Taking a look at the clusters in the level data we see that really only two counties change groups after we transition from two to three clusters. Cass moves into a category on its own and Stark moves into the cluster of larger counties. One of the things about this is that it is pretty clear that this data (personal income and taxable sales and purchases) are highly correlated with population. In fact, the two smaller clusters are in fact all the larger counties in the state. This is not a surprise really since North Dakota is a small population state still and there are advantages to scale clearly. They are also highly correlated with larger populations.
This ends up with maps that look like this:
This s pretty unremarkable when all is said and done really. The first map, when there are only two clusters allowed is all the bigger counties. When we switch to three clusters Cass is on its own and then Stark joins the other group as well. Not very interesting.
The issue of course is that scale does matter and we want to account for that at some level.
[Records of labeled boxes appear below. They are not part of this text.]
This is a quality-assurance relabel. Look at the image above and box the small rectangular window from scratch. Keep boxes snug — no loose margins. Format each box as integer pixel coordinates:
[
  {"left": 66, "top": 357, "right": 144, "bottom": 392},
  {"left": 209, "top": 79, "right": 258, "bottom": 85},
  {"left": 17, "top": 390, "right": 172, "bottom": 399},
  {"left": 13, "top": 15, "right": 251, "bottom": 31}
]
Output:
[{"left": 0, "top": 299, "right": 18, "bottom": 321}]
There are economic activities possible in these large counties that are not available in the smaller counties simply due to more constrained economic diversification and opportunities.
So the first pass was not a real eye-opener, but then we switch to percentage changes in personal income and taxable sales and purchases and the ratio or farm income to nonfarm income we get a different picture.
The dispersion of counties are very different in this situation. There is significant volatility in these variables. This is a weakness of the k means approach and we are adding in some variables to see if it can smooth out the results, as well as looking at new approaches. The breakdown is very interesting though with some poorer county performance clusters together and then some other combinations.
There is again an issue that the larger counties seem to have lesser volatility in their measures, for example in taxable sales and purchases. With lower numbers for taxables sales changes in a given year represent a bigger percentage movement. The combinations are certainly more interesting though. Here are the maps:
There is not an easy geographic divide in these situations, although many of the counties around the major economic centers seem to be highlighted to some extent. There is certainly more to consider here as far as approach and implications.
One of the things we are considering is the inclusion of both levels data and percentage changes to get at both the importance of scale and growth performance, especially over multiple years.
This fits into our population projection is still in terms of identifying appropriate subregions of the state for alternatives in our analysis. These early outcomes do not really add much beyond the notion that there are differences with counties that are already bigger in terms of population.